This film starts with an eerie and inventive premise. It leaves a more haunting, memorable trail than most movies in the genre. But in between its first and its lasting impressions, it somewhat loses its way in the dark.
Too much goes unexplained. For example, we see John Leguizamo stranded in his darkened movie theater one minute - then we next see him lying battered and bruised in an illuminated bus stop shelter. What happened to get him there? In his commentary, Director Anderson says that there was some scripting that would have explained Leguizamo's trajectory, but a variety of constraints prevented this explanation from becoming part of the film. Actually, Anderson thought this was all to the good though - that some things were best left to the imagination. I'm not so sure about that. It seems Leguizamo's navigation of the engulfing, vanquishing night would have been one of the processes most interesting to watch. Without showing such process, the film too often ends up being just abrupt, choppy, and undeveloped.
It also has too many lapses of logic. The creeping darkness doesn't play fair. It shifts its rules of engagement, overwhelming one person, while allowing another similarly situated person to survive, at least for a while. Well, that could be an additional aspect of the evil of the darkness. It toys randomly with its victims, like a cat may or may not toy with a mouse, sheerly on a whim.

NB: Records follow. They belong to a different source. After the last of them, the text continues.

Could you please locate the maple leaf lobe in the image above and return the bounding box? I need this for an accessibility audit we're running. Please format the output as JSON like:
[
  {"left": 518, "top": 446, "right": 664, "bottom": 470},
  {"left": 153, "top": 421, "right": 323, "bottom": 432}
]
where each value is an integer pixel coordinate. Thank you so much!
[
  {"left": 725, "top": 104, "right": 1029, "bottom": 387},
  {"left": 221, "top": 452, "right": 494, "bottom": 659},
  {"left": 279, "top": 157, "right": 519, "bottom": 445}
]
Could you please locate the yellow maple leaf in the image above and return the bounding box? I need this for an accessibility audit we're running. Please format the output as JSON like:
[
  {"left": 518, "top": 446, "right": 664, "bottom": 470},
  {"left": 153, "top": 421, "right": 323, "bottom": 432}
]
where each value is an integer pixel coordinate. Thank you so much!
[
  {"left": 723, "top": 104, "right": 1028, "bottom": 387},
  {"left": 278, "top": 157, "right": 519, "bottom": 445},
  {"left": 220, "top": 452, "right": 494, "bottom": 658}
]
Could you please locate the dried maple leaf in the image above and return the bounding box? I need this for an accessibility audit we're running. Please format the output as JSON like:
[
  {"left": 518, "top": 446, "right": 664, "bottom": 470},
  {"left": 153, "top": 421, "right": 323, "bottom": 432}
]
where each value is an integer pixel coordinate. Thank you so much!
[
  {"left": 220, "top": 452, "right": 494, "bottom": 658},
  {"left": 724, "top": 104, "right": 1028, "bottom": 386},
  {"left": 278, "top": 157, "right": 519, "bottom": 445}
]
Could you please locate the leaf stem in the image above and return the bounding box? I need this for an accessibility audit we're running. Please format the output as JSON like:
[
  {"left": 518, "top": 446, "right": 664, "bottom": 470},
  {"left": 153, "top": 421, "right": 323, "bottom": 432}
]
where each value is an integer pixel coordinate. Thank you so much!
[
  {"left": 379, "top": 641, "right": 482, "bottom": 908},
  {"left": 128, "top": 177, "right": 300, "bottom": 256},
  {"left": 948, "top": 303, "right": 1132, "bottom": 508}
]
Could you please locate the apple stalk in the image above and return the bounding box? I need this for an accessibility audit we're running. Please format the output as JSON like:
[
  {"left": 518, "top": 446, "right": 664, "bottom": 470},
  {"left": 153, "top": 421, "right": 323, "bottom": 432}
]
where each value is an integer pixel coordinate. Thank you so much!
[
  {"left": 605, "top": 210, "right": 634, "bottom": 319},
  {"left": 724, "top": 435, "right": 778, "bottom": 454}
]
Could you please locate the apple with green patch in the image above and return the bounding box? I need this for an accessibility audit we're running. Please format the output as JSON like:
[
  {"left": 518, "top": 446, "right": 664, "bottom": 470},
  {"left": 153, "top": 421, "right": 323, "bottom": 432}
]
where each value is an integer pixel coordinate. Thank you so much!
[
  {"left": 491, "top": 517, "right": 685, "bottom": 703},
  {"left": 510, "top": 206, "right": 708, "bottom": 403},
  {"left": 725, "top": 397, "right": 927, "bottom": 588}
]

Then I had one of my common technical complaints about this film. The DVD often projected as an indecipherable smudge on my TV screen. So it ran as murky rather than sinisterly dark. There is something about the final lighting/filtering process that many modern filmmakers use that causes their movies to be a chore to watch on home TV's. I wish filmmakers would get back to whatever technology was used from the 1920's through the 1960's that allows their films to play as appropriately shaded rather than just obscure when run on a TV screen.
The Director's commentary doesn't add a lot to a viewer's appreciation of the film. Brad Anderson starts out sounding too much like Ben Stein, making a dreary, nasal drone of his narrative. So unless you have a lot of spare time, you can probably skip the commentary and most of the other extras, except for the interviews.
However the Director's commentary does highlight at least one telling aspect of this film and its making. Anderson talks about how apt it was to settle on Detroit as a location for the action. The City itself is perhaps the most fascinating character in the entire movie. It becomes an icon of our crumbling economy, our crumbling culture. Some of the scenes in the movie call for shots of major urban intersections shown desolate, abandoned, post-apocalyptic. Anderson said that he hardly had to clear Detroit's streets and highways of cars and people for these scenes. They are already so often eerily null. So many buildings are already hollow, echoing shells of once vital industries. These shots in and of themselves served as chilling prognostications of what can in reality befall all our cheery, oblivious bustle.
So this movie is overall worth watching - for its darkling premise, and for its stunning views of Detroit.